Education Content Manager Clare Robinson at N Family Club nurseries, based all over London and the South East, says children are given many opportunities ‘to develop their social skills, being gently supported to play cooperatively, take turns and share resources and understand respecting others personal boundaries and space. They also enjoy a wide range of social experiences, supporting their confidence to engage with others.’

Playing with water at N Family Club Nurseries
Playing with water at N Family Club Nurseries

Families are brought in with opportunities to meet other members of the parent community and foster relationships. ‘When a child joins, it is not just about them becoming part of the nursery family but about their parents and other relations too. 

‘This helps create a social atmosphere with lots of opportunities for interaction that also encourages many of our families to meet outside of the nursery. These relationships go on to exist even when children have moved on to primary school.’ 

And labels are left at the door, she says. ‘We purposefully do not label children as ‘shy’ but there may be children who find it more challenging to form social relationships, for a wide variety of reasons. We explore what these causes could be and plan specifically for children’s level of development, meeting them where they are at. 

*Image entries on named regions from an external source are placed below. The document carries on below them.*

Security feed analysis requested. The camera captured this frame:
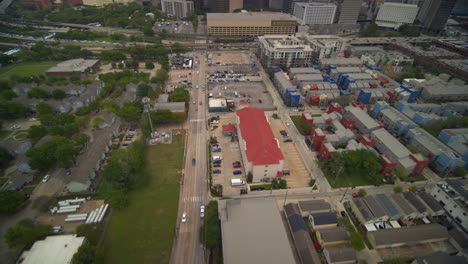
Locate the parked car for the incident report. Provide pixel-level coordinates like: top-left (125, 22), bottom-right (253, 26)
top-left (42, 174), bottom-right (50, 182)
top-left (200, 205), bottom-right (205, 219)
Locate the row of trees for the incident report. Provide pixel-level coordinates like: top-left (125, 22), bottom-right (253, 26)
top-left (322, 149), bottom-right (383, 185)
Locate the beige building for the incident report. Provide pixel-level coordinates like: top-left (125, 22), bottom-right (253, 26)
top-left (257, 35), bottom-right (312, 67)
top-left (83, 0), bottom-right (135, 6)
top-left (161, 0), bottom-right (193, 18)
top-left (236, 107), bottom-right (284, 183)
top-left (205, 0), bottom-right (244, 13)
top-left (207, 12), bottom-right (297, 38)
top-left (307, 35), bottom-right (346, 64)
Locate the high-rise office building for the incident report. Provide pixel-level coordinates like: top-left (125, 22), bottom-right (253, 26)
top-left (375, 3), bottom-right (419, 29)
top-left (294, 3), bottom-right (336, 25)
top-left (205, 0), bottom-right (243, 13)
top-left (417, 0), bottom-right (457, 31)
top-left (338, 0), bottom-right (362, 24)
top-left (161, 0), bottom-right (193, 18)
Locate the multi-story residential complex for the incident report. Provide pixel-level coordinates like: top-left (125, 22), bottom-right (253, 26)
top-left (83, 0), bottom-right (130, 6)
top-left (161, 0), bottom-right (193, 18)
top-left (236, 107), bottom-right (284, 182)
top-left (431, 179), bottom-right (468, 232)
top-left (257, 35), bottom-right (312, 67)
top-left (375, 3), bottom-right (419, 29)
top-left (207, 12), bottom-right (297, 38)
top-left (306, 35), bottom-right (346, 64)
top-left (294, 3), bottom-right (336, 25)
top-left (418, 0), bottom-right (457, 31)
top-left (204, 0), bottom-right (243, 13)
top-left (337, 0), bottom-right (362, 24)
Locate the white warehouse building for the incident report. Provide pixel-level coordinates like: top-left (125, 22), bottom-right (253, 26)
top-left (375, 3), bottom-right (419, 29)
top-left (294, 3), bottom-right (336, 25)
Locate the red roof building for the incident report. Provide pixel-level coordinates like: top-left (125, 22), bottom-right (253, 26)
top-left (236, 107), bottom-right (284, 182)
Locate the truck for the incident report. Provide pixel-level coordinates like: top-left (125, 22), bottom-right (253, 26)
top-left (231, 179), bottom-right (245, 186)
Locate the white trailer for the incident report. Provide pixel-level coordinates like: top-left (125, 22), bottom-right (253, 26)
top-left (97, 204), bottom-right (109, 223)
top-left (65, 216), bottom-right (86, 222)
top-left (231, 179), bottom-right (245, 186)
top-left (59, 204), bottom-right (80, 210)
top-left (57, 208), bottom-right (78, 214)
top-left (86, 210), bottom-right (96, 224)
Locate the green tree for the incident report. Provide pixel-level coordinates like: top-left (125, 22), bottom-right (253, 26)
top-left (151, 68), bottom-right (169, 84)
top-left (200, 201), bottom-right (221, 248)
top-left (0, 100), bottom-right (29, 119)
top-left (117, 102), bottom-right (143, 122)
top-left (145, 61), bottom-right (154, 70)
top-left (271, 178), bottom-right (288, 189)
top-left (27, 125), bottom-right (47, 142)
top-left (71, 244), bottom-right (104, 264)
top-left (36, 102), bottom-right (54, 116)
top-left (5, 221), bottom-right (52, 248)
top-left (52, 89), bottom-right (66, 100)
top-left (137, 83), bottom-right (151, 97)
top-left (0, 90), bottom-right (18, 100)
top-left (0, 190), bottom-right (24, 215)
top-left (27, 87), bottom-right (49, 99)
top-left (76, 224), bottom-right (103, 245)
top-left (143, 26), bottom-right (154, 37)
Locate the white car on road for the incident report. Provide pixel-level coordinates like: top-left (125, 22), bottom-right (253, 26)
top-left (42, 174), bottom-right (50, 182)
top-left (200, 205), bottom-right (205, 219)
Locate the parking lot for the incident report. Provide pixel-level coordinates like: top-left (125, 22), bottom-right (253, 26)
top-left (208, 52), bottom-right (260, 74)
top-left (210, 116), bottom-right (247, 196)
top-left (120, 128), bottom-right (141, 148)
top-left (208, 82), bottom-right (275, 110)
top-left (153, 21), bottom-right (194, 34)
top-left (167, 70), bottom-right (192, 88)
top-left (269, 117), bottom-right (311, 188)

‘Some children may be naturally quieter or enjoy more time alone or one-to-one, whereas other children love to socialise and enjoy a group atmosphere, just as adults vary in these ways too.’

The nurseries are designed to provide the right spaces for all children’s needs, adds Clare Robinson. 

‘Some children may prefer to communicate in a smaller space with fewer people, for others the outdoors is their most comfortable space. We ensure that these different opportunities are always available.’